The more I've thought about it, the more impressed I am by that requirement for honest disclosure.  I'm glad to see Ruxted has placed it's bias up front, but I never expect to see a blurb in the G&M about it's editorial staffs political and financial assumptions.
 
Every time I read another Ruxted article I'm impressed, but this one succinctly put into words what I have been thinking for quite some time about the way the media does it's business. I only wish that the MSM would take a few pointers from it. 
Bravo, well done!
 
It's very usefull to have a source for this kind of information that isn't
part of the "establishment".

Ruxted provides a source that cannot so easily be labeled by the left as
propaganda.

I'm a fan. ;D

Oh! P.S. - is there some way "Ruxted" could be accommodated by the spell checker?
 
There are some shoddy/awkward grammar points, but it seems a good summary.
 
There are some shoddy/awkward grammar points, but it seems a good summary.

We are striving to put forth a world-class product.

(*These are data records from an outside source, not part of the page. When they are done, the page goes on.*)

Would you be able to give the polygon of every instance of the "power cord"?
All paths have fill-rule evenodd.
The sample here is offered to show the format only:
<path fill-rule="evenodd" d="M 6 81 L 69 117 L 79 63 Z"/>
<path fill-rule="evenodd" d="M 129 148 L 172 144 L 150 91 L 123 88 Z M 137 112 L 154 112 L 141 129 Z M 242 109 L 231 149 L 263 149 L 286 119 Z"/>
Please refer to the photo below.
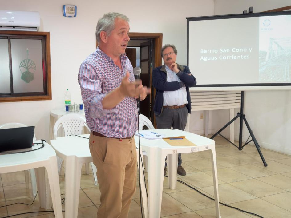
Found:
<path fill-rule="evenodd" d="M 34 200 L 35 200 L 35 198 L 36 198 L 36 196 L 37 195 L 37 194 L 38 193 L 38 192 L 37 192 L 36 194 L 35 195 L 35 196 L 34 197 L 34 199 L 32 201 L 32 203 L 31 203 L 30 204 L 26 204 L 25 203 L 22 203 L 20 202 L 18 202 L 17 203 L 14 203 L 14 204 L 9 204 L 8 205 L 5 205 L 4 206 L 1 206 L 1 207 L 0 207 L 0 208 L 3 207 L 7 207 L 8 206 L 11 206 L 11 205 L 14 205 L 14 204 L 25 204 L 25 205 L 28 205 L 29 206 L 31 206 L 33 204 L 33 202 L 34 202 Z M 63 195 L 64 194 L 62 194 L 61 195 L 61 196 L 62 195 Z M 63 200 L 64 201 L 63 201 L 63 203 L 62 203 L 62 204 L 64 203 L 64 202 L 65 202 L 65 198 L 62 198 L 62 199 L 61 199 L 61 201 Z M 63 211 L 63 212 L 65 212 L 64 210 L 62 210 L 62 211 Z M 43 211 L 32 211 L 31 212 L 27 212 L 26 213 L 18 213 L 17 214 L 14 214 L 14 215 L 10 215 L 9 216 L 3 216 L 3 217 L 1 217 L 1 218 L 8 218 L 8 217 L 10 217 L 12 216 L 18 216 L 19 215 L 22 215 L 22 214 L 26 214 L 28 213 L 43 213 L 43 212 L 54 212 L 54 211 L 53 210 L 45 210 Z"/>
<path fill-rule="evenodd" d="M 36 149 L 34 149 L 33 150 L 30 150 L 29 151 L 22 151 L 19 152 L 0 152 L 0 154 L 21 154 L 22 153 L 26 153 L 26 152 L 30 152 L 31 151 L 36 151 L 37 150 L 38 150 L 39 149 L 41 149 L 43 147 L 44 147 L 44 143 L 43 143 L 44 141 L 46 141 L 44 139 L 41 139 L 42 141 L 41 142 L 38 142 L 37 143 L 34 143 L 32 144 L 32 146 L 34 146 L 34 145 L 41 145 L 42 146 L 41 147 L 40 147 Z"/>
<path fill-rule="evenodd" d="M 165 176 L 165 177 L 168 177 L 168 176 Z M 203 195 L 203 196 L 205 196 L 205 197 L 207 197 L 208 198 L 209 198 L 209 199 L 211 199 L 211 200 L 214 200 L 214 201 L 215 200 L 215 199 L 214 199 L 214 198 L 212 198 L 211 197 L 209 197 L 209 196 L 206 195 L 205 195 L 205 194 L 204 194 L 204 193 L 202 193 L 202 192 L 200 192 L 200 191 L 199 191 L 199 190 L 197 190 L 197 189 L 196 189 L 196 188 L 194 188 L 194 187 L 192 187 L 191 186 L 191 185 L 189 185 L 188 184 L 187 184 L 186 183 L 185 183 L 185 182 L 184 182 L 184 181 L 181 181 L 181 180 L 177 180 L 177 181 L 181 183 L 182 183 L 182 184 L 184 184 L 184 185 L 187 185 L 187 186 L 188 186 L 188 187 L 189 187 L 191 188 L 192 188 L 192 189 L 194 189 L 194 190 L 195 190 L 195 191 L 196 191 L 197 192 L 199 192 L 199 193 L 200 193 L 200 194 L 201 194 L 201 195 Z M 263 217 L 262 217 L 262 216 L 260 216 L 259 215 L 258 215 L 258 214 L 255 214 L 255 213 L 252 213 L 252 212 L 248 212 L 248 211 L 245 211 L 245 210 L 241 210 L 241 209 L 240 209 L 239 208 L 236 208 L 236 207 L 232 207 L 232 206 L 230 206 L 230 205 L 229 205 L 228 204 L 224 204 L 224 203 L 222 203 L 221 202 L 219 202 L 219 203 L 220 203 L 220 204 L 222 204 L 222 205 L 224 205 L 224 206 L 226 206 L 227 207 L 228 207 L 231 208 L 234 208 L 234 209 L 236 209 L 236 210 L 239 210 L 239 211 L 241 211 L 241 212 L 244 212 L 244 213 L 249 213 L 249 214 L 251 214 L 251 215 L 253 215 L 254 216 L 258 216 L 258 217 L 261 217 L 261 218 L 264 218 Z"/>

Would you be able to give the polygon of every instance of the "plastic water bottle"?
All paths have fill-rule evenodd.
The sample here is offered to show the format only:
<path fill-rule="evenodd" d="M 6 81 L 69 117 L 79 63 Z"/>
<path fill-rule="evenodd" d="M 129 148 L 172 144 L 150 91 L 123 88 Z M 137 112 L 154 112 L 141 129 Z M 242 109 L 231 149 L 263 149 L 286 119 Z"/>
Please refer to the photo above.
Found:
<path fill-rule="evenodd" d="M 71 104 L 71 94 L 69 91 L 69 89 L 67 89 L 67 90 L 65 93 L 65 105 Z"/>

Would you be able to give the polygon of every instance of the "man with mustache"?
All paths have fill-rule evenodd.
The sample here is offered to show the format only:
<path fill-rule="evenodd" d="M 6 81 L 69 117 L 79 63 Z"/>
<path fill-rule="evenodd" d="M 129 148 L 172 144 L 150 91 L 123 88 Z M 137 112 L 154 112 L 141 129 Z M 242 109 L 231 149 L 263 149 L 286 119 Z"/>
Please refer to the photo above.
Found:
<path fill-rule="evenodd" d="M 154 110 L 158 129 L 172 127 L 184 130 L 187 115 L 191 113 L 189 87 L 196 85 L 196 80 L 188 67 L 176 63 L 177 54 L 174 45 L 165 45 L 161 50 L 164 64 L 153 70 L 152 83 L 156 89 Z M 182 163 L 179 154 L 177 173 L 185 176 Z M 165 162 L 164 176 L 167 174 L 166 167 Z"/>
<path fill-rule="evenodd" d="M 86 121 L 91 130 L 89 148 L 101 192 L 98 218 L 127 217 L 135 191 L 135 99 L 139 95 L 144 99 L 147 90 L 141 84 L 136 85 L 125 54 L 129 21 L 115 12 L 99 19 L 95 34 L 98 46 L 79 71 Z"/>

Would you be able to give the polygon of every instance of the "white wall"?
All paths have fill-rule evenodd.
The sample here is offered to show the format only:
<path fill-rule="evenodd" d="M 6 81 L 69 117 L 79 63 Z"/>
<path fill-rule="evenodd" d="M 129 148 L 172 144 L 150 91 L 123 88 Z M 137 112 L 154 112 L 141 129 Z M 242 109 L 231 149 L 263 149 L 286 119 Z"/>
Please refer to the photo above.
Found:
<path fill-rule="evenodd" d="M 249 7 L 260 12 L 291 5 L 290 0 L 215 0 L 215 15 L 241 13 Z M 291 91 L 246 91 L 244 113 L 259 144 L 266 148 L 291 154 L 289 138 L 291 132 Z M 229 110 L 213 111 L 212 132 L 214 133 L 229 120 Z M 239 112 L 235 110 L 236 114 Z M 238 140 L 239 119 L 235 122 L 235 138 Z M 229 136 L 229 129 L 223 132 Z M 243 141 L 249 134 L 244 127 Z"/>
<path fill-rule="evenodd" d="M 213 0 L 146 2 L 113 0 L 72 0 L 77 6 L 76 18 L 62 15 L 62 6 L 67 2 L 57 0 L 1 1 L 1 10 L 39 11 L 40 31 L 51 36 L 51 101 L 0 103 L 0 124 L 18 122 L 34 125 L 37 138 L 48 139 L 50 112 L 64 106 L 66 89 L 71 101 L 82 102 L 78 82 L 79 66 L 95 48 L 95 33 L 98 19 L 106 13 L 115 11 L 130 20 L 130 31 L 162 33 L 163 44 L 174 44 L 178 51 L 177 61 L 186 63 L 186 17 L 213 15 Z M 199 124 L 197 124 L 197 125 Z M 192 126 L 203 129 L 201 127 Z"/>

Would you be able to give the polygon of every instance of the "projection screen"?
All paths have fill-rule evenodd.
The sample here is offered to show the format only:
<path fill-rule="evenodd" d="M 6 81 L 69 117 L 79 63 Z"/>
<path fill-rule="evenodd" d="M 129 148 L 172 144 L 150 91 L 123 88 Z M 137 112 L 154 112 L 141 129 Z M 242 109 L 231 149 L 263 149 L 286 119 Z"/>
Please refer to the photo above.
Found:
<path fill-rule="evenodd" d="M 291 89 L 291 11 L 186 19 L 194 89 Z"/>

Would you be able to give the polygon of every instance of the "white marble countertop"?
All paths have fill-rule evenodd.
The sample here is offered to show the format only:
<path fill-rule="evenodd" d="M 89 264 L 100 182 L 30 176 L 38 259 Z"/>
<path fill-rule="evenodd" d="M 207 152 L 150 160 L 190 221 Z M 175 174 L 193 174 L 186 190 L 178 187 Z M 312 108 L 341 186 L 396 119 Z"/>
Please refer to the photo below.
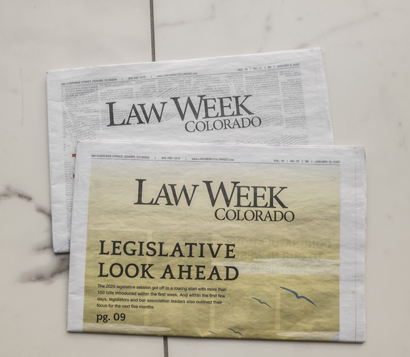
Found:
<path fill-rule="evenodd" d="M 410 2 L 154 0 L 156 60 L 321 47 L 335 144 L 367 152 L 364 344 L 169 338 L 176 356 L 408 356 Z M 0 0 L 4 356 L 164 356 L 161 337 L 66 332 L 54 255 L 46 71 L 151 61 L 149 0 Z M 166 351 L 165 351 L 166 352 Z"/>

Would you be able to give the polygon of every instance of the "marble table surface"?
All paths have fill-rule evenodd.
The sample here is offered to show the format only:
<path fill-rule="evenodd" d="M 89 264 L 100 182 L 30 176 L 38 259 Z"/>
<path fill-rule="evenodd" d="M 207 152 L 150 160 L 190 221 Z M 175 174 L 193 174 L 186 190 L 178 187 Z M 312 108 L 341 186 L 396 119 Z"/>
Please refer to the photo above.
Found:
<path fill-rule="evenodd" d="M 408 0 L 0 0 L 2 356 L 409 356 Z M 367 152 L 364 344 L 70 334 L 46 71 L 321 47 L 335 144 Z M 154 50 L 154 51 L 153 51 Z"/>

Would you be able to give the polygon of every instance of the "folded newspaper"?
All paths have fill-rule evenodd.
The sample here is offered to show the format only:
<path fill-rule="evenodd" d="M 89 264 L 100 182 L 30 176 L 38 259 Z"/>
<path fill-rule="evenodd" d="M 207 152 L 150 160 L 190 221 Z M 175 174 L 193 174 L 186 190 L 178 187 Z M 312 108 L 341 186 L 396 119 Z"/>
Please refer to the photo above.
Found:
<path fill-rule="evenodd" d="M 320 49 L 50 71 L 47 92 L 56 253 L 78 140 L 333 144 Z"/>
<path fill-rule="evenodd" d="M 68 330 L 363 342 L 362 147 L 80 142 Z"/>

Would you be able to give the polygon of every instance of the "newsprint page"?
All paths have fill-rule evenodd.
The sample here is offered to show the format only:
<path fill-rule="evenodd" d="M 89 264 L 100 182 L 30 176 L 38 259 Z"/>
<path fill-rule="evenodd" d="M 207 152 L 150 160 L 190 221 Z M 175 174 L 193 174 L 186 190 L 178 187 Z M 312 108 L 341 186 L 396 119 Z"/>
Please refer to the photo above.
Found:
<path fill-rule="evenodd" d="M 80 142 L 68 330 L 363 342 L 362 147 Z"/>
<path fill-rule="evenodd" d="M 56 253 L 78 140 L 333 144 L 320 49 L 50 71 L 47 91 Z"/>

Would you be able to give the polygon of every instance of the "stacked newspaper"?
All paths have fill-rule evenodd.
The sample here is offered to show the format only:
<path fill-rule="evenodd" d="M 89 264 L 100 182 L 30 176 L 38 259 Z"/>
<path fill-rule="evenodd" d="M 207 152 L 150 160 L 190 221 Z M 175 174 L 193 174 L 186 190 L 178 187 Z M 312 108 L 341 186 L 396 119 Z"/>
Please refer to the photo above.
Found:
<path fill-rule="evenodd" d="M 69 331 L 364 341 L 364 151 L 319 49 L 47 83 Z"/>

If anyone should ever see "shoddy/awkward grammar", typos, etc.,  please PM the Ruxted Group with the points that need to be fixed up.

Believe it or not, each piece is edited/proofed by no less than a half dozen contributors - that being said, we know that periodically things slip through.
 
+1

Years ago I completed the 'National and International Studies' OPDP.  One thing that has really stuck with me was the section on the media, it was drawn from many of the same sources that journalism courses use.  I specifically liked the quote '.. there is no worse bias than a bias denied ...'  The chapter went to state that everyone has bias, everyone, however the good journalist is the one who recognizes their bias, and is able to at least attempt to put it in check when doing an article.



 
muskrat89 said:
We are striving to put forth a world-class product. If anyone should ever see "shoddy/awkward grammar", typos, etc.,  please PM the Ruxted Group with the points that need to be fixed up.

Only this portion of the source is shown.